I'm using the garb gem to pull some basic stats, like pageviews, from Google Analytics. Everything's working correctly but I can't figure out the best way to test my API calls. Here's a paired down version of my Analytics class:
class Analytics
extend Garb::Model
metrics :pageviews
dimensions :page_path
Username = 'username'
Password = 'password'
WebPropertyId = 'XX-XXXXXXX-X'
# Start a session with google analytics.
#
Garb::Session.login(Username, Password)
# Find the correct web property.
#
Property = Garb::Management::Profile.all.detect {|p| p.web_property_id == WebPropertyId}
# Returns the nubmer of pageviews for a given page.
#
def self.pageviews(path)
Analytics.results(Property, :filters => {:page_path.eql => path}).first.pageviews.to_i
end
# ... a bunch of other methods to pull stats from google analytics ...
end
Pretty simple. But beyond ensuring that the constants are set, I haven't been able to write effective tests. What's the best way to test something like this? Here are some of the problems:
I'd prefer not to actually hit the API in my tests. It's slow and requires an internet connection.
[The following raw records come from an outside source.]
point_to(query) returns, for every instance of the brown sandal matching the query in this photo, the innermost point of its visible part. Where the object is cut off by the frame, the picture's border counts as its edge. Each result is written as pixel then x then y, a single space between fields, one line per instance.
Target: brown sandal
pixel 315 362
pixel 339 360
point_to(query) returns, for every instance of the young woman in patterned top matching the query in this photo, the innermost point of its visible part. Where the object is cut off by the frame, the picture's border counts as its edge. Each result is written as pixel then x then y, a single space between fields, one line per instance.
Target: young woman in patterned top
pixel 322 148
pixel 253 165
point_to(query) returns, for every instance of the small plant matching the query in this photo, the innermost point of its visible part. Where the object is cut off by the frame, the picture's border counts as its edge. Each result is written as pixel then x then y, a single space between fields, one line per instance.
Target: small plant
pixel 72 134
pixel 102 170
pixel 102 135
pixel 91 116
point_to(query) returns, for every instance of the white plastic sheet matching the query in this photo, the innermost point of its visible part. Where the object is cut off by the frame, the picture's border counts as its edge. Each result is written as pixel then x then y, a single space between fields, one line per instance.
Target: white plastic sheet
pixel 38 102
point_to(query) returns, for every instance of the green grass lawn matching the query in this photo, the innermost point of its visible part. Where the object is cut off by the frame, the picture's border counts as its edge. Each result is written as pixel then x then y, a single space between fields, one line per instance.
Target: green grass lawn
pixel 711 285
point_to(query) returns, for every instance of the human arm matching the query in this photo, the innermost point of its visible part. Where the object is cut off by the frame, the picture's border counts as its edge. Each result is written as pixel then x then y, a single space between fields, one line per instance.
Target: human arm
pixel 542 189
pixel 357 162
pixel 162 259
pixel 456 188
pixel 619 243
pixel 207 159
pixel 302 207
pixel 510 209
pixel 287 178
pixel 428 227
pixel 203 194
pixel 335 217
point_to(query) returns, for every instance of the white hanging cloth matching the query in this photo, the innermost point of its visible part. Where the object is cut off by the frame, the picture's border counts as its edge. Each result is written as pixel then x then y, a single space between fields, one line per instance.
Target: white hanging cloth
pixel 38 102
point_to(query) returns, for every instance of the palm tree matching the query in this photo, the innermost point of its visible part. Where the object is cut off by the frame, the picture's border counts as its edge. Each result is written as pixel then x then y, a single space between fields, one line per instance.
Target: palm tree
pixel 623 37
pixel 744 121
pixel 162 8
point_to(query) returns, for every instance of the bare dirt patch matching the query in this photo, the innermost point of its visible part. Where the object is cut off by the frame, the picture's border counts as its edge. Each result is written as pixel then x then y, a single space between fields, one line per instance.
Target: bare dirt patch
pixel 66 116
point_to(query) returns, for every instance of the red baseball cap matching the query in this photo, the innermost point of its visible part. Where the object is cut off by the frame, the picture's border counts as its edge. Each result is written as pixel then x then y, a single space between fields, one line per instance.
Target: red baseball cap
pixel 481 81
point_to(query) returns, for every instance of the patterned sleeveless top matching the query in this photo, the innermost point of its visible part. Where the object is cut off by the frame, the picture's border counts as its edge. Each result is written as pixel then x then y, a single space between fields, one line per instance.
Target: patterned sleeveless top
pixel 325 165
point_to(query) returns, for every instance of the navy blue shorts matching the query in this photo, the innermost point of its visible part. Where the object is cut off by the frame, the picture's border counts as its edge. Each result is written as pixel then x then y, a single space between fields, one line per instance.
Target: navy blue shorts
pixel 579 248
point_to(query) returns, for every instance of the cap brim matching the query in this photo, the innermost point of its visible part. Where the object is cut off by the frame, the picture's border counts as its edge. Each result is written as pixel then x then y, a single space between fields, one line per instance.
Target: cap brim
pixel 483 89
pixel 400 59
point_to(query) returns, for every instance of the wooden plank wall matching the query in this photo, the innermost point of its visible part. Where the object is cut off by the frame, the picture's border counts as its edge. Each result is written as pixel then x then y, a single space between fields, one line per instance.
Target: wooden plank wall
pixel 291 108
The stats obviously change all the time, making it difficult to set an expectation even if I do hit the API when testing.
I think I want a mock class? But I've never used that pattern before. Any help would be awesome, even just some links to get me on the right path.
Fakeweb is a good place to start. It can isolate your SUT from the network so that slow connections don't affect your tests.
It's hard to know what else to say without knowing more about Garb. Obviously you'll need to know the format of the data to be sent and received from the API, so you can make the appropriate mocks/stubs.
I would suggest creating a testing interface that mimicks the actual calls to the google API. The other option would be to use mocks to create sample data.
I agree that it's best to not hit the actual API, since this does not gain you anything. A call to the actual API might succeed one day and fail the next because the API owners change the response format. Since GA probably won't change it's versioned API I think it's safe to create an interface that you can use in your test environments for faster testing.